SERS based pH nanosensors forin-vitropH measurement in multicellular 3D tumour spheroids.

Tumor acidosis is a consequence of altered metabolism that primarily takes place due to lactate secretion from anaerobic glycolysis. As a result, many regions within the tumors are chronically hypoxic and acidic. To measure the intratumor pH dynamically, we have fabricated a biocompatible pH nanoparticle sensor using surface-enhanced Raman spectroscopy (SERS-pNPS) and monitored continuous pH levels in three-dimensional multicellular spheroids. The 3D multicellular spheroids were cultured using a micro-well array chip made of polydimethylsiloxane (PDMS). The SERS-pNPS were synthesized by linking 4-Mercaptobenzoic acid (4-MBA) to silver nanoparticles (AgNPs) of size 50 nm.

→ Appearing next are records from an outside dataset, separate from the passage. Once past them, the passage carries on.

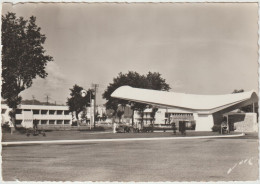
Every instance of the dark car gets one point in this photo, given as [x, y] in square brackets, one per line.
[123, 129]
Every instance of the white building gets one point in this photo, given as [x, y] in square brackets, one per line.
[205, 110]
[44, 115]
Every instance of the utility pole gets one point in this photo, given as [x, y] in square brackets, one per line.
[47, 98]
[33, 99]
[95, 86]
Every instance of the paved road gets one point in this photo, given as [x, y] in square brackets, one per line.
[225, 159]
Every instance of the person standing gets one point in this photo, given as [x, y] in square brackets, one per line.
[11, 125]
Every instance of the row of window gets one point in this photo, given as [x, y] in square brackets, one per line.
[45, 112]
[178, 114]
[48, 122]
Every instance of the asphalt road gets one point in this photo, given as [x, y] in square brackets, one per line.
[220, 159]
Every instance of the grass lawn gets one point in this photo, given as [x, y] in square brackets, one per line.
[160, 160]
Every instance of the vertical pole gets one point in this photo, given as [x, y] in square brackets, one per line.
[227, 125]
[95, 85]
[90, 109]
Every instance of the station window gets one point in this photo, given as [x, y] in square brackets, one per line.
[19, 111]
[44, 111]
[59, 122]
[51, 122]
[3, 111]
[59, 112]
[18, 122]
[43, 122]
[66, 112]
[52, 112]
[36, 121]
[66, 122]
[36, 111]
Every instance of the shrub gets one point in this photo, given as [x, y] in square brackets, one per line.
[216, 128]
[5, 127]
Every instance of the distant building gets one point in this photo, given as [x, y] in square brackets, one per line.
[44, 115]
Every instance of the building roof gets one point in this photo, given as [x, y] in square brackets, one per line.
[193, 102]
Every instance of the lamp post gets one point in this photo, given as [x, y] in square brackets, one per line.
[84, 94]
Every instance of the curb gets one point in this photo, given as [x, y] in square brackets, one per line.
[116, 140]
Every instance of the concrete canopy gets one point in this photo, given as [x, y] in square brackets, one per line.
[207, 104]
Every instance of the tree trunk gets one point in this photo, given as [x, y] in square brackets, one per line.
[13, 119]
[77, 117]
[133, 119]
[142, 119]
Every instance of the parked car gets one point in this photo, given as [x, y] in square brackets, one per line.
[124, 129]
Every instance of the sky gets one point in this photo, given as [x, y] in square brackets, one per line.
[199, 48]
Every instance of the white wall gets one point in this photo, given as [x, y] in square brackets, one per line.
[204, 122]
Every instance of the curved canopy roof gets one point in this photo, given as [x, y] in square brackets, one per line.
[182, 100]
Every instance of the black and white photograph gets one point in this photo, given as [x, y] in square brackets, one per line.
[129, 92]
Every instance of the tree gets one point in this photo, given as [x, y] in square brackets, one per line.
[23, 57]
[76, 102]
[152, 80]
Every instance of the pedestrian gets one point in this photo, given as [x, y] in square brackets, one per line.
[174, 128]
[11, 125]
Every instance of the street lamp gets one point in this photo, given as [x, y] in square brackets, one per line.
[84, 93]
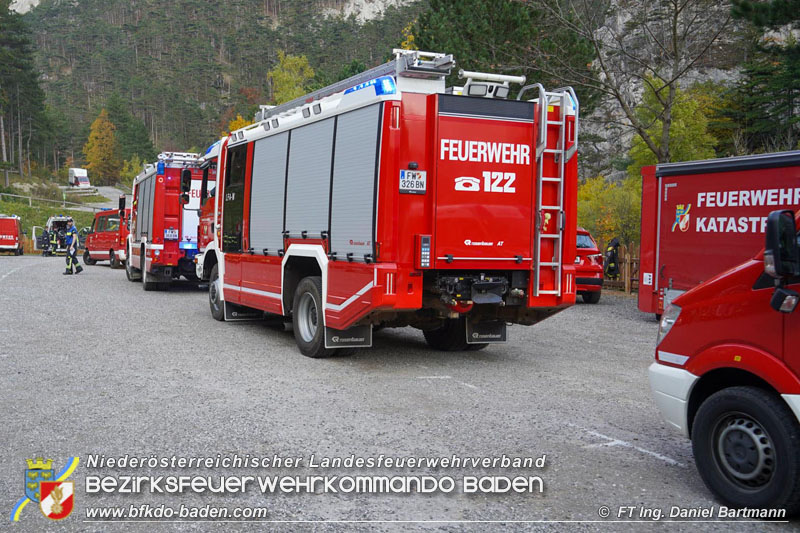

The calibration curve demonstrates a linear correlation between the ratio of Raman peak intensities (1378 cm^-1/1620 cm^-1) with the pH level. The sensor exhibits a detection limit of pH 4.4 and demonstrates linearity within the physiological pH range (pH 4.4-pH 8.23). The SERS-pNPS was applied for pH measurement in different 3D co-cultured spheroid models such as lung cancer (A549-NIH3T3), breast cancer (MCF-NIH3T3), colon cancer (HCT8-NIH3T3) and mono-cultured spheroids using fibroblast (NIH3T3) cells. The detailed analysis indicated that the 3D co-cultured cancerous tumor models have 16% more acidic microenvironment as compared to 3D mono-cultured spheroid model. Also, a presence of a decreasing pH gradient from peripheral to the core region is observed in both the cases indicating acidosis in the core region. The SERS-pNPS platform facilitates a non-invasive and dynamic pH tracking, and thus offers an improved insight into the acidic microenvironment in various tumor models.